Question

Show that for all real values of $\theta$, the expansion $a{\sin }^2\theta +b\sin \theta \cos \theta +c{\cos }^2\theta$ lies between $\frac{1}{2}(a+c)-\frac{1}{2}\sqrt{b^2+{(a-c)}^2}$ and $\frac{1}{2}(a+c)+\frac{1}{2}\sqrt{b^2+{(a-c)}^2}$

Answer 1

$a{\sin }^2\theta +b\sin \theta \cos \theta +c{\cos }^2\theta$

We know that $\sin 2\theta =2\sin \theta \cos \theta$

$\Rightarrow a{\sin }^2\theta +\frac{b}{2}\times 2\sin \theta \cos \theta +c{\cos }^2\theta$

$\Rightarrow a{\sin }^2\theta +\frac{b}{2}\sin 2\theta +c{\cos }^2\theta +c{\sin }^2\theta -c{\sin }^2\theta$ [add and substract $c{\sin }^2\theta$]

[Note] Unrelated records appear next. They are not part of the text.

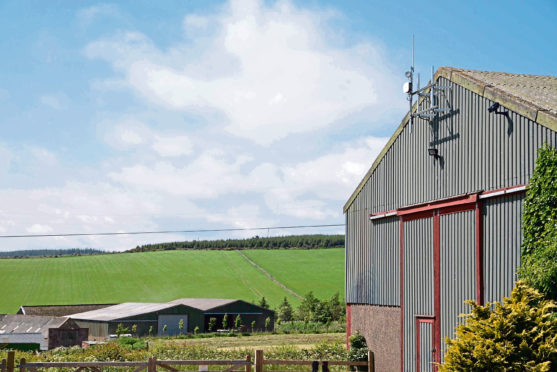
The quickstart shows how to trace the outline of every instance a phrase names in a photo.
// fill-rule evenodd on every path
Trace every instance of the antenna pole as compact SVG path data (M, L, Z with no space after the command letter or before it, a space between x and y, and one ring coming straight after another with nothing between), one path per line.
M412 133L412 124L414 123L414 116L412 115L413 97L414 97L414 34L412 34L412 66L410 66L410 92L408 92L408 102L410 107L408 113L410 115L410 133ZM419 101L418 101L419 102Z

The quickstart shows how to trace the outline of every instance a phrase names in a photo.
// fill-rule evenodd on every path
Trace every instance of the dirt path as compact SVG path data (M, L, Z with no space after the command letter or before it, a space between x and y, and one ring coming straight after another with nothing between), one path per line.
M256 264L254 261L252 261L248 256L246 256L244 254L244 252L242 251L236 251L238 252L238 254L240 256L242 256L246 261L248 261L251 265L253 265L257 270L261 271L263 274L265 274L265 276L267 276L269 279L271 279L273 282L277 283L282 289L284 289L285 291L287 291L288 293L290 293L291 295L298 297L299 299L303 299L304 296L300 296L298 293L294 292L292 289L288 288L287 286L285 286L284 284L282 284L281 282L279 282L277 279L275 279L274 276L272 276L267 270L265 270L264 268L262 268L261 266L259 266L258 264Z

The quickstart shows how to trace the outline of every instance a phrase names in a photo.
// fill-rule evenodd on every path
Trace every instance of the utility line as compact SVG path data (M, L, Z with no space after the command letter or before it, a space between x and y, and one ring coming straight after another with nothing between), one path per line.
M344 224L329 225L295 225L295 226L271 226L271 227L246 227L230 229L197 229L197 230L161 230L161 231L131 231L131 232L100 232L100 233L70 233L70 234L26 234L26 235L0 235L0 238L48 238L69 236L111 236L111 235L147 235L147 234L176 234L176 233L206 233L206 232L230 232L230 231L253 231L253 230L280 230L280 229L309 229L319 227L341 227Z

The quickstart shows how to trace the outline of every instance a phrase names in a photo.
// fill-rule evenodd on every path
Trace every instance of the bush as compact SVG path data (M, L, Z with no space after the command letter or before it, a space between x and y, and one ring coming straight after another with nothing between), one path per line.
M439 371L555 371L557 317L555 303L516 283L503 304L480 306L456 329ZM492 305L495 305L494 307Z
M521 279L557 301L557 149L538 150L524 200Z
M360 333L360 331L354 332L352 336L348 339L350 343L350 350L348 351L348 360L355 362L367 361L367 342L366 338ZM359 366L357 368L351 367L352 370L367 371L367 367Z

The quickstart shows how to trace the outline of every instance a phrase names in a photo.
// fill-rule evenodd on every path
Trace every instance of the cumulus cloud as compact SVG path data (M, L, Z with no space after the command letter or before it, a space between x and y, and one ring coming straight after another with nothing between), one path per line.
M365 108L379 116L398 81L377 45L331 46L322 13L288 1L235 0L208 17L185 17L186 33L210 28L160 50L144 34L124 32L85 53L123 73L145 99L172 110L222 112L225 130L261 145L326 128ZM207 27L210 23L211 27Z
M193 143L183 134L151 129L140 120L126 117L116 123L107 120L100 125L104 140L114 148L150 148L161 157L180 157L192 153Z
M46 234L52 231L52 227L48 225L41 225L39 223L35 223L32 226L27 228L28 233L32 234Z

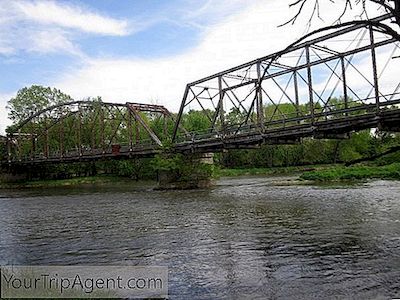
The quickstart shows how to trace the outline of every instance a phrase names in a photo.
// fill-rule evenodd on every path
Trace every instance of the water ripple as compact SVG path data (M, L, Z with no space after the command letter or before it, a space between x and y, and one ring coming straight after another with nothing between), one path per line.
M400 183L2 192L0 263L166 265L171 299L400 297Z

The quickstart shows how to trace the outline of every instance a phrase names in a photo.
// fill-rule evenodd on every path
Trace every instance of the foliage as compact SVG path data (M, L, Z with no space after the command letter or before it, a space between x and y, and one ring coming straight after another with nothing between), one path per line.
M81 185L108 185L108 184L120 184L125 182L120 176L112 175L96 175L96 176L85 176L85 177L74 177L66 179L43 179L27 180L23 182L2 182L0 188L52 188L52 187L67 187L67 186L81 186ZM126 179L126 183L131 183L130 179Z
M56 88L32 85L20 89L8 101L7 109L9 118L16 124L46 107L68 101L72 98Z
M270 168L349 162L381 153L400 143L397 135L371 134L370 130L353 133L349 139L304 138L294 145L263 145L255 150L228 150L218 156L226 168ZM395 155L390 162L396 161ZM385 158L380 159L384 164Z
M152 168L156 171L176 171L183 165L182 154L157 154L152 160Z
M294 166L294 167L275 167L275 168L240 168L240 169L216 169L216 176L218 177L233 177L244 175L285 175L303 173L307 170L323 169L323 166L313 165L310 166Z
M334 167L321 171L307 172L300 176L304 180L332 181L367 178L400 179L400 163L386 166Z
M183 127L189 132L204 132L211 126L211 112L190 110L183 117Z
M171 181L186 182L208 179L213 176L213 166L204 164L197 155L156 155L152 166L157 173L167 174Z

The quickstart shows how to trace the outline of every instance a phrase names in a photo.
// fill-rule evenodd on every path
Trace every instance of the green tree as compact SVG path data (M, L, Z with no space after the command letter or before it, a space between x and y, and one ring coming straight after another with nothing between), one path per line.
M374 139L370 130L353 133L350 139L341 143L339 150L340 160L348 162L376 154L373 143Z
M71 96L60 90L41 85L24 87L7 103L9 118L14 124L51 105L72 101Z
M205 132L211 127L211 112L191 110L183 116L183 127L189 132Z

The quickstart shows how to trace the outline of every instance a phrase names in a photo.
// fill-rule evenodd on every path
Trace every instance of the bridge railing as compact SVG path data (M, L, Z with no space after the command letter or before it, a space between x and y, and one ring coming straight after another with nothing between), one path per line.
M93 158L107 158L113 156L130 156L143 154L153 151L157 148L157 145L151 139L141 141L140 144L131 147L129 144L114 144L105 149L96 148L90 149L89 147L82 147L71 149L65 152L52 151L47 155L43 152L35 155L22 155L19 157L13 157L9 162L45 162L45 161L79 161Z
M279 130L289 127L296 126L304 126L304 125L313 125L320 122L334 121L339 119L349 119L352 116L360 116L364 114L376 114L379 115L380 111L390 110L390 109L399 109L400 108L400 93L384 95L387 97L391 97L390 100L379 103L379 109L377 110L377 106L375 103L369 101L372 98L364 99L364 102L360 101L349 101L348 108L340 107L338 105L331 105L325 107L320 112L316 112L314 114L314 118L311 115L298 116L297 113L289 113L286 115L285 119L277 119L265 122L263 126L257 123L238 123L238 124L229 124L224 130L221 131L210 131L208 129L204 129L201 131L190 132L189 135L179 136L177 139L177 143L192 143L192 142L202 142L205 140L213 140L220 139L225 140L229 137L234 137L238 135L248 135L248 134L260 134L262 135L264 132L270 130ZM397 96L394 98L394 96ZM343 106L344 104L342 104Z

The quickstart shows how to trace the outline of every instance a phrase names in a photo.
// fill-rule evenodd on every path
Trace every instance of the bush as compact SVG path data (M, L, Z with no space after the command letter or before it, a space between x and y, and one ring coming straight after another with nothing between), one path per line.
M335 167L326 170L312 171L300 176L304 180L360 180L367 178L400 179L400 163L386 166Z

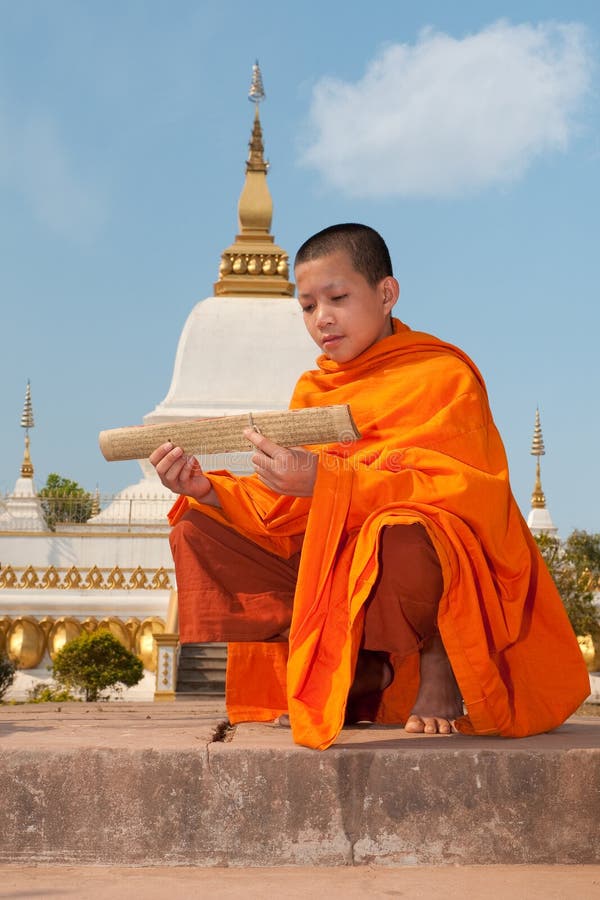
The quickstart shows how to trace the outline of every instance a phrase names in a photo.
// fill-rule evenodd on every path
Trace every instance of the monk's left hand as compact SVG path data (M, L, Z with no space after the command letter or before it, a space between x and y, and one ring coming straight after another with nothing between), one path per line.
M315 453L302 447L286 449L251 428L244 429L244 436L256 447L252 464L263 484L278 494L312 497L319 464Z

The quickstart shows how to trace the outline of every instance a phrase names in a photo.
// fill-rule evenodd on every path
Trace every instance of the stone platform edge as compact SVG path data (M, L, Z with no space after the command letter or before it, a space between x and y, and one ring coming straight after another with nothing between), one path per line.
M85 706L0 708L0 861L600 862L597 718L521 740L355 727L319 753L214 701Z

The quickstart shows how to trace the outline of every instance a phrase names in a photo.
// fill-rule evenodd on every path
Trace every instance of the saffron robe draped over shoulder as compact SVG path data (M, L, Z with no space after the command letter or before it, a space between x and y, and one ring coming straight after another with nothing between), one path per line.
M296 386L292 408L348 403L361 433L311 448L319 456L312 498L213 472L221 508L180 497L171 510L175 524L201 508L283 557L302 547L289 647L229 646L230 720L268 721L287 709L297 743L333 743L381 530L418 522L443 571L438 628L467 710L458 730L547 731L587 697L589 678L512 496L483 379L458 348L393 321L391 336L348 363L320 357ZM382 723L404 722L418 689L418 655L392 662L395 678L374 716Z

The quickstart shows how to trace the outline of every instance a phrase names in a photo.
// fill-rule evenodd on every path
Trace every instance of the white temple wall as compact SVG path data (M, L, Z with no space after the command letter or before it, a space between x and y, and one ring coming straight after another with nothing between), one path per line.
M53 619L62 616L84 620L88 616L119 619L147 619L158 616L166 620L170 590L38 590L19 588L0 591L0 614L16 618L33 616Z
M0 565L34 569L109 568L172 569L168 531L163 534L49 534L0 535Z

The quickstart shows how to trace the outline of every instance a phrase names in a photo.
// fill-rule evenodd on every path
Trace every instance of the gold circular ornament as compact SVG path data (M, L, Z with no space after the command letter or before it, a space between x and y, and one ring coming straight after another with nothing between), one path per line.
M57 619L48 632L48 652L50 659L54 660L65 644L74 641L82 632L82 625L72 616L61 616Z
M126 650L131 650L131 634L129 633L129 629L126 625L121 622L120 619L115 618L114 616L109 616L106 619L102 619L98 622L98 631L110 631L113 637L115 637Z
M577 642L588 672L596 670L596 648L591 634L578 634Z
M6 632L10 627L8 616L0 616L0 653L6 654Z
M219 266L219 273L221 275L231 275L233 272L233 264L231 262L230 256L224 256L221 259L221 265Z
M156 643L154 641L155 634L165 633L165 623L158 616L151 616L144 619L138 628L135 652L144 664L144 668L149 672L156 672L157 652Z
M46 649L46 636L31 616L19 616L6 634L6 649L17 669L37 669Z

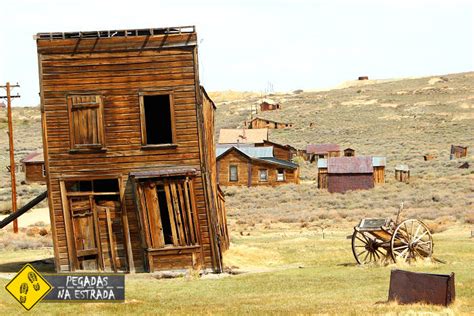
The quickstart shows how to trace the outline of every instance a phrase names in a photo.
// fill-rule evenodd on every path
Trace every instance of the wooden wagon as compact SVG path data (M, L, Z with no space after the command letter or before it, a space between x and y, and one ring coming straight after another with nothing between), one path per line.
M417 219L364 218L354 227L352 253L359 264L413 262L432 256L433 238Z

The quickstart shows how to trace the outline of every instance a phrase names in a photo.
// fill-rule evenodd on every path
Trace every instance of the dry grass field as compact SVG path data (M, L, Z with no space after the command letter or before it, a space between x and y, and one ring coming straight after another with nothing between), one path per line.
M262 97L252 92L210 93L217 104L216 130L242 126ZM474 311L474 73L404 80L349 82L339 89L268 96L282 109L262 117L294 123L272 130L270 140L304 148L339 143L357 155L387 157L386 183L369 191L330 194L316 188L316 166L303 161L302 183L275 188L224 188L231 233L225 264L231 274L175 279L127 276L123 304L46 304L36 314L472 314ZM38 108L14 110L16 156L41 148ZM260 113L259 113L260 115ZM5 112L0 129L5 131ZM311 124L312 123L312 124ZM311 124L311 126L310 126ZM5 135L5 133L3 133ZM468 157L449 160L451 144L469 146ZM6 137L0 150L7 153ZM435 160L424 161L432 153ZM462 162L469 169L459 169ZM409 184L396 182L394 167L408 164ZM0 211L9 209L9 180L0 158ZM19 182L22 175L18 174ZM19 185L21 203L40 185ZM363 217L424 220L434 232L434 254L446 264L356 266L350 240ZM44 206L44 204L43 204ZM0 276L28 261L52 257L49 235L40 227L19 236L0 231ZM48 231L46 227L46 231ZM39 263L42 271L51 264ZM387 303L392 268L456 273L456 303L449 308ZM0 278L0 286L8 281ZM21 307L0 291L0 311Z

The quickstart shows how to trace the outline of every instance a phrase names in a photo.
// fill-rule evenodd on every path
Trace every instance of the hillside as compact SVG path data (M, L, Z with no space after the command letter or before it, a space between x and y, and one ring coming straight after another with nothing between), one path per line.
M271 130L270 140L304 148L334 142L357 155L387 157L387 183L371 191L329 194L318 190L316 166L302 163L303 183L278 188L227 188L230 216L239 222L314 222L354 225L362 216L391 216L400 202L406 214L440 222L474 217L473 168L450 161L451 144L469 146L474 164L474 73L442 77L345 83L346 88L269 96L281 110L257 116L294 123ZM211 93L212 96L212 93ZM243 96L245 97L245 95ZM222 95L220 95L222 98ZM218 102L219 128L242 126L259 97ZM425 162L423 155L437 159ZM408 164L410 184L395 182L394 167ZM433 224L434 225L434 224ZM245 225L244 225L245 226Z

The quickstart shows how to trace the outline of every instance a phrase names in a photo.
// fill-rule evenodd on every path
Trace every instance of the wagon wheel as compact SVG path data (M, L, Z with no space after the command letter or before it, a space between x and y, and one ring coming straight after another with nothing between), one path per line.
M380 240L357 230L352 234L352 253L358 264L383 262L387 258L387 250Z
M415 261L428 258L433 253L433 237L430 230L421 221L407 219L395 228L390 250L393 261Z

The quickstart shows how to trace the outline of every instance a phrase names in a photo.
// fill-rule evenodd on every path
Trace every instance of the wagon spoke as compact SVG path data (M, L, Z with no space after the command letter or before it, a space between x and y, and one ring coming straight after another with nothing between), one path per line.
M423 234L421 234L417 239L415 239L413 242L417 242L418 240L420 240L421 238L423 238L424 235L428 234L428 231L425 230L425 232Z
M367 259L367 256L369 255L370 252L367 252L367 254L365 255L364 257L364 262L366 262L365 260Z
M357 257L360 257L364 252L367 252L367 250L364 250L364 251L358 253L358 254L357 254Z
M367 240L362 240L359 238L359 236L356 235L356 238L359 239L361 242L363 242L364 244L367 244Z

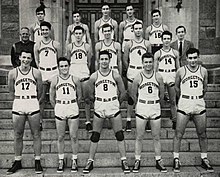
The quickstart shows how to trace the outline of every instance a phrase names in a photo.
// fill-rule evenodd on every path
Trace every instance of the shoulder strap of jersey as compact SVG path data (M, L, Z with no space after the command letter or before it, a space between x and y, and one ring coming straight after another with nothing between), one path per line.
M140 77L140 78L141 78L141 80L140 80L140 82L138 83L138 86L140 86L140 85L141 85L141 83L143 82L143 79L144 79L144 78L143 78L143 73L142 73L142 72L140 72L140 76L141 76L141 77Z
M182 80L184 79L184 77L186 76L187 71L189 71L187 65L184 65L183 68L184 68L185 73L184 73L183 77L181 78L181 81L182 81Z
M54 40L51 40L51 43L52 43L52 46L53 46L53 48L56 50L56 52L57 52L57 48L54 46Z

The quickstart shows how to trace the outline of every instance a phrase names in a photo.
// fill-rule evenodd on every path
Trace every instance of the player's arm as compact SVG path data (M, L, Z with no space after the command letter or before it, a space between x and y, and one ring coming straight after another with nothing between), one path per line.
M154 54L154 70L157 72L159 67L160 50Z
M34 77L37 81L37 98L39 100L39 103L42 103L42 90L43 90L43 81L42 81L42 75L41 72L38 69L33 68Z
M16 69L12 69L8 73L8 89L9 89L9 95L14 99L14 93L15 93L15 75L16 75Z
M176 60L175 60L175 66L176 66L176 69L178 70L180 68L180 56L179 56L179 52L177 50L174 50L173 49L173 53L174 55L176 56Z
M92 46L92 40L91 40L90 33L89 33L89 27L86 24L84 26L85 26L84 29L86 32L86 41L90 46Z
M150 36L150 31L151 31L151 26L148 26L145 30L145 39L149 40L149 36Z
M34 44L34 58L35 58L35 63L37 65L37 68L39 68L39 63L40 63L39 47L40 47L40 43L36 42Z
M181 82L181 73L183 72L183 68L180 68L177 70L176 73L176 79L175 79L175 91L176 91L176 97L177 97L177 103L180 98L180 82Z
M67 27L67 32L66 32L66 47L68 46L68 44L71 43L70 27L71 25Z
M116 50L117 50L118 71L119 71L119 74L122 75L121 44L119 42L116 42L115 45L116 45Z
M124 36L123 36L123 31L124 31L124 21L122 21L120 24L119 24L119 39L118 39L118 41L122 44L122 42L123 42L123 38L124 38Z
M33 27L33 25L30 26L29 32L30 32L30 40L34 41L34 27Z
M54 41L54 47L57 50L57 57L59 58L61 56L61 46L60 43L57 41Z
M164 25L164 24L163 24L163 29L164 29L164 31L169 31L168 26L167 26L167 25Z
M130 96L134 102L133 105L137 103L138 87L140 82L141 82L141 75L138 74L133 80L131 93L130 93Z
M160 97L160 104L163 105L164 101L164 83L163 83L163 78L160 75L160 73L156 73L156 79L159 84L159 97Z
M81 87L80 80L77 79L76 77L74 77L74 82L76 84L76 95L77 95L77 102L79 105L79 103L82 101L82 87Z
M118 23L115 20L112 20L112 24L114 26L114 39L118 41Z
M126 97L125 86L124 86L121 76L117 72L113 71L113 76L118 86L118 91L119 91L118 100L119 100L119 103L121 104Z
M68 44L66 47L66 54L67 54L67 59L71 61L71 49L72 49L72 44Z
M131 41L127 42L125 44L125 48L124 48L123 65L124 65L126 71L128 70L128 65L129 65L129 50L130 50L130 46L131 46Z
M145 46L147 47L147 51L148 51L149 53L151 53L151 52L152 52L152 50L151 50L151 44L150 44L150 42L149 42L148 40L145 41Z
M11 64L12 66L15 68L17 67L17 63L16 63L16 57L15 57L15 44L12 45L11 47Z
M95 45L95 71L99 69L99 52L101 50L101 42L97 42Z
M95 38L95 43L99 41L99 20L95 22L95 29L94 29L94 38Z
M202 74L204 76L203 79L203 96L205 96L206 92L207 92L207 87L208 87L208 72L207 69L205 68L201 68L202 69Z
M51 37L51 39L55 40L55 34L54 34L53 26L51 26L50 37Z
M93 73L88 82L86 83L87 87L85 87L85 99L91 102L95 101L95 81L97 79L97 73Z
M91 51L91 48L89 44L85 44L85 48L86 48L86 51L87 51L87 65L88 65L88 68L90 68L91 66L91 59L92 59L92 51Z
M57 84L57 76L54 76L50 84L50 104L52 105L53 108L55 107L56 104L56 84Z

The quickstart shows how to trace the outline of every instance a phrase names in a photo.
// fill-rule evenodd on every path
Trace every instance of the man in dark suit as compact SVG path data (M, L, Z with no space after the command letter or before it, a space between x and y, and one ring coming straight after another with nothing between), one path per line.
M177 40L171 43L171 47L175 50L179 51L179 61L180 61L180 66L183 66L186 64L186 51L189 48L193 48L194 45L191 41L188 41L185 39L186 35L186 28L185 26L178 26L176 28L176 35L177 35Z

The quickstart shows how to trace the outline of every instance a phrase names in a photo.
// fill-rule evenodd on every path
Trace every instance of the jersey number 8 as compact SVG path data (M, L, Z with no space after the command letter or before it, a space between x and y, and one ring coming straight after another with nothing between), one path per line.
M76 59L82 59L82 53L76 53L75 56Z
M103 84L103 90L108 91L108 84Z

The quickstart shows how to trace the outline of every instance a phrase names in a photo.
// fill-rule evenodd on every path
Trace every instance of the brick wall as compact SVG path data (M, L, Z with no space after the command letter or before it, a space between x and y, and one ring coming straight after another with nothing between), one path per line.
M216 38L216 1L199 1L199 49L202 54L220 53L220 38Z
M7 55L12 44L19 41L19 0L1 0L0 7L0 55Z

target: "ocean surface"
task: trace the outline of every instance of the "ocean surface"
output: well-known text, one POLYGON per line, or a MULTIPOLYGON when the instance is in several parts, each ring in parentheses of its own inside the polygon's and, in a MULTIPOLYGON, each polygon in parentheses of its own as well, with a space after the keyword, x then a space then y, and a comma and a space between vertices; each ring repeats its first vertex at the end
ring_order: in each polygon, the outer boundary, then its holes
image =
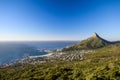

$\Rightarrow (a-c){\sin }^2\theta +\frac{b}{2}\sin 2\theta +c({\cos }^2\theta +{\sin }^2\theta )$

We know ${\sin }^2\theta =\frac{1-\cos 2\theta }{2}$

$\Rightarrow (a-c)\frac{(1-\cos 2\theta )}{2}+\frac{b}{2}\sin 2\theta +c$

$\Rightarrow \underset{\underset{\frac{a-c}{2}+c}{\downarrow }}{\frac{(a-c)}{2}}-\frac{(a-c)}{2}\cos 2\theta +\frac{b}{2}\sin 2\theta +c$

$\Rightarrow \underset{constant}{\frac{a+c}{2}}+\underset{maxandminvalue}{\frac{b}{2}\sin 2\theta -\left(\frac{a-c}{2}\right)\cos 2\theta }$

We know $a\sin x-b\cos x$

$max=\sqrt{a^2+b^2}$

$min=-\sqrt{a+b^2}$

$max\Rightarrow \frac{a+c}{2}+\sqrt{(\frac{b}{2}{)}^2+(\frac{(a-c)}{2}{)}^2}$

$min\Rightarrow \frac{a+c}{2}-\sqrt{(\frac{b}{2}{)}^2+(\frac{(a-c)}{2}{)}^2}$

max value of expansion $=\frac{a+c}{2}+\frac{1}{2}\sqrt{b^2+(a-c{)}^2}$

min value of expansion $=\frac{a+c}{2}-\frac{1}{2}\sqrt{b^2+(a-c{)}^2}$

Hence proved.